German Cinema New Talent Award 2020 goes to RIVAL

    The German Cinema New Talent Award 2020 goes to RIVALE by Marcus Lenz.

    The German Cinema New Talent Award for the Best Film goes to RIVAL

    Statement of the Jury: Roman’s grandmother has died. That is why the nine-year-old grandson from a Ukrainian village unexpectedly comes to the German city where his mother has been working illegally as a nurse for years. In Germany, Roman meets not only his beloved, loving and long-missed mother Oksana, but also the older widower Gert. He initially turns out to be a rival for Oksana’s favor and attention. When he reveals to Roman that he wants to marry Oksana, he becomes a threat in Roman’s eyes. After Oksana is hospitalized with appendicitis – and without insurance – Gert flees with Roman to a summer residence where an existential conflict develops between the widower and the boy – a conflict with very different manifestations between hostility and rapprochement.

    Director Marcus Lenz, who most recently worked mainly as a cameraman, finds amazing, surprising and highly emotionally charged images to describe Roman’s condition as a hopeful and trembling young boy in the felt and feared no man’s land beyond his village and family. But Lenz is also always with himself as a director – and he stages the amazingly present and authentic natural talent Yelizar Nazarenko as the stirring main character of a film with an irresistibly emotional story that does not lack original scenic ideas.
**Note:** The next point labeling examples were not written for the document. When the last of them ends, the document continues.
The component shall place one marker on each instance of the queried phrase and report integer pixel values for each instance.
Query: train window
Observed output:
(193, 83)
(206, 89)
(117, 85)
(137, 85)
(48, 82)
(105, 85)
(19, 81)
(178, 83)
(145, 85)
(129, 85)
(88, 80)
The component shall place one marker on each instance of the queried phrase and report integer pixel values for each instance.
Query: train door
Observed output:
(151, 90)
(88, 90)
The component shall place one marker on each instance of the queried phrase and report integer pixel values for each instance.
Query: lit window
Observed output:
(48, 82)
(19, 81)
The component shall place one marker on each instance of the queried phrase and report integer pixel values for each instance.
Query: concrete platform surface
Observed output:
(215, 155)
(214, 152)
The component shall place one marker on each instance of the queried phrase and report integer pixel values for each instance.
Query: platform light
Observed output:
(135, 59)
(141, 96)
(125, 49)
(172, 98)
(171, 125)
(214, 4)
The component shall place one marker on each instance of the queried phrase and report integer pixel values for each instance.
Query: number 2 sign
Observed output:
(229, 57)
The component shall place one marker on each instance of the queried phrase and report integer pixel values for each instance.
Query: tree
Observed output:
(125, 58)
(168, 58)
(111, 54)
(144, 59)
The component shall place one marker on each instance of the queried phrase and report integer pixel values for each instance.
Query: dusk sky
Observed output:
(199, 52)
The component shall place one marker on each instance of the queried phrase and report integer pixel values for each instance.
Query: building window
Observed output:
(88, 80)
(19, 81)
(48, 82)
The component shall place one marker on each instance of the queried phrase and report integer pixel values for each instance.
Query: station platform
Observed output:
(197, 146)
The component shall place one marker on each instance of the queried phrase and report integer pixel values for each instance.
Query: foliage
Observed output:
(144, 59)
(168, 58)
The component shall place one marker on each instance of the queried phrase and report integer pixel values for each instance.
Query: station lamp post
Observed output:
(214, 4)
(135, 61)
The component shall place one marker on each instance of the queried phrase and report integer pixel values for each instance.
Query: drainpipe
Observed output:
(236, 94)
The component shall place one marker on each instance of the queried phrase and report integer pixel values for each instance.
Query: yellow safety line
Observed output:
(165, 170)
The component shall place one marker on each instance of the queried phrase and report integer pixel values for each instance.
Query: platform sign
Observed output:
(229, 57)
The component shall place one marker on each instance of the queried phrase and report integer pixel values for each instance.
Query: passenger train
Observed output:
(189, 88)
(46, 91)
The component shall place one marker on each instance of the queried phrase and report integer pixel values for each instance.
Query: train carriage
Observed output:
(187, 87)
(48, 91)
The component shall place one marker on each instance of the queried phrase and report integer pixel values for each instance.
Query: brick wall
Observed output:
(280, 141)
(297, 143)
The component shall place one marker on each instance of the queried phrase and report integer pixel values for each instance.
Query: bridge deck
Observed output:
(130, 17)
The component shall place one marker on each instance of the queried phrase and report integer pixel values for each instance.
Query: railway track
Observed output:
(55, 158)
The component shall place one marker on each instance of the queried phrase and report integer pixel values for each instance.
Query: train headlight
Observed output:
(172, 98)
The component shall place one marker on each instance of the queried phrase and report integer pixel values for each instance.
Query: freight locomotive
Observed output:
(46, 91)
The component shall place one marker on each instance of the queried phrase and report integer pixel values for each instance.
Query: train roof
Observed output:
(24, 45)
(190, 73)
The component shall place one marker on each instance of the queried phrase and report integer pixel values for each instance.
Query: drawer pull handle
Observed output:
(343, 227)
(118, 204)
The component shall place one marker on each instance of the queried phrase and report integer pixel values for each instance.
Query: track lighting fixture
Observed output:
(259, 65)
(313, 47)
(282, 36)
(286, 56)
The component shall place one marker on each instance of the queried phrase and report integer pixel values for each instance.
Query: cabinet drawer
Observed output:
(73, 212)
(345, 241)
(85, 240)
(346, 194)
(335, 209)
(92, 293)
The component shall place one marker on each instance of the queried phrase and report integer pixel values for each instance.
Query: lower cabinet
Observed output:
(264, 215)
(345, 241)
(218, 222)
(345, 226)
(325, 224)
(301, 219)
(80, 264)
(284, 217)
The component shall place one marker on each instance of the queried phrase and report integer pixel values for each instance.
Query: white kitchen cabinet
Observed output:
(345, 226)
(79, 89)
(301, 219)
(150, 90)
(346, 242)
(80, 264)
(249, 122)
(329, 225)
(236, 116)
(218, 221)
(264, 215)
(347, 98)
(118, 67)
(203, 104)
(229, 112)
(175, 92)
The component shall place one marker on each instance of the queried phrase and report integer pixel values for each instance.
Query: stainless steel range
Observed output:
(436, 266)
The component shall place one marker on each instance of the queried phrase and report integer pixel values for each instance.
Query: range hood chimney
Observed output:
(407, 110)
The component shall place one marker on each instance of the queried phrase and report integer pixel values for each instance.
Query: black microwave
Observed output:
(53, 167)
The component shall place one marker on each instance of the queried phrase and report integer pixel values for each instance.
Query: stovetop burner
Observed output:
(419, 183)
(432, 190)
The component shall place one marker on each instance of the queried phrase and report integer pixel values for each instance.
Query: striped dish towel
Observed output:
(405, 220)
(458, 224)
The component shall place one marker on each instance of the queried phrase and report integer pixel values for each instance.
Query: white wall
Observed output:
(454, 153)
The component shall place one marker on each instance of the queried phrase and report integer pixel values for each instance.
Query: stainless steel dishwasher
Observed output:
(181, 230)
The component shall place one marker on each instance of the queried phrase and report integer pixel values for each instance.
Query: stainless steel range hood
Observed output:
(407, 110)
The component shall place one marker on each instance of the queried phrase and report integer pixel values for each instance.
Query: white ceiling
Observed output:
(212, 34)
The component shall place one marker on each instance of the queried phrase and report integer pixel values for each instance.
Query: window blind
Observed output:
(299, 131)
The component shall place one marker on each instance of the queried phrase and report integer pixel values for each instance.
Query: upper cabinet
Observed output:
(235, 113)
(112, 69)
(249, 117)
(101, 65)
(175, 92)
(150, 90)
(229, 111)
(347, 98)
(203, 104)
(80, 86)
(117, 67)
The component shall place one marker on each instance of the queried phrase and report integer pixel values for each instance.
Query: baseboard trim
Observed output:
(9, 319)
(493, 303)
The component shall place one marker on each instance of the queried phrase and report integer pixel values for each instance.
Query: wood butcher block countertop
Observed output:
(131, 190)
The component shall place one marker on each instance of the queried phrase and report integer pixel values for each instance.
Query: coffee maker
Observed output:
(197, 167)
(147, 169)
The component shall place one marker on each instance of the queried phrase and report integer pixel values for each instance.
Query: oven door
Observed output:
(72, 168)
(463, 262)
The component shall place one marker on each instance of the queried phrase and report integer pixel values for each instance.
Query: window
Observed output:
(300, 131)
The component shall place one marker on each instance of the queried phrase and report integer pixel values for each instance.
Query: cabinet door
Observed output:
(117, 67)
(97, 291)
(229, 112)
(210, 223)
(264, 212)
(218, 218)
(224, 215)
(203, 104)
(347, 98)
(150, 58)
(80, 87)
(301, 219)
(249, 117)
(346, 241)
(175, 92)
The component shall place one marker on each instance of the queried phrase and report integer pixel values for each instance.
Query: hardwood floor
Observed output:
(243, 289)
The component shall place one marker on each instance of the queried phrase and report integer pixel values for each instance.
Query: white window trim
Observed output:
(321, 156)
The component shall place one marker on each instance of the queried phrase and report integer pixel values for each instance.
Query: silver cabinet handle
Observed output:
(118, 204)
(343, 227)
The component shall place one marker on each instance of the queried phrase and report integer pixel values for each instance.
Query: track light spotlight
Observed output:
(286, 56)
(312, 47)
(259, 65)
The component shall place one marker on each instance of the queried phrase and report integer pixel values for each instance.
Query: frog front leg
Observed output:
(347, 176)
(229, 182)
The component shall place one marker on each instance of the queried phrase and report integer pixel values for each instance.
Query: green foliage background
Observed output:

    The fact that this story, incidentally, not only touches on a current political and social topic, but also tackles it, speaks for a sovereign understanding of cinema.

    The Jury:
    Katharina Wackernagel (director and actor), Alfred Holighaus (Development Executive REAL FILM) and Max von der Groeben (actor)

    Marcus Lenz was born in the Ruhr area in 1969. After studying Communication Design at the Folkwang University in Essen and at the UIAH in Helsinki, he studied film at the German Film and Television Academy in Berlin. His mentors there significantly influenced his film work. Through a workshop with British director Mike Leigh, Marcus Lenz learned a lot about his methods of improvisation, which have been an important part of his work ever since. He received several awards for his directorial work on his feature film CLOSE (2004) and had the opportunity to visit numerous festivals around the world.

    He is primarily active as a director and screenwriter and found another passion in his work as a cameraman for documentary and feature films. Through his experience in both genres, Lenz was able to develop a finely tuned sense for the respective cinematic art. He is currently nominated for the German Camera Award 2020.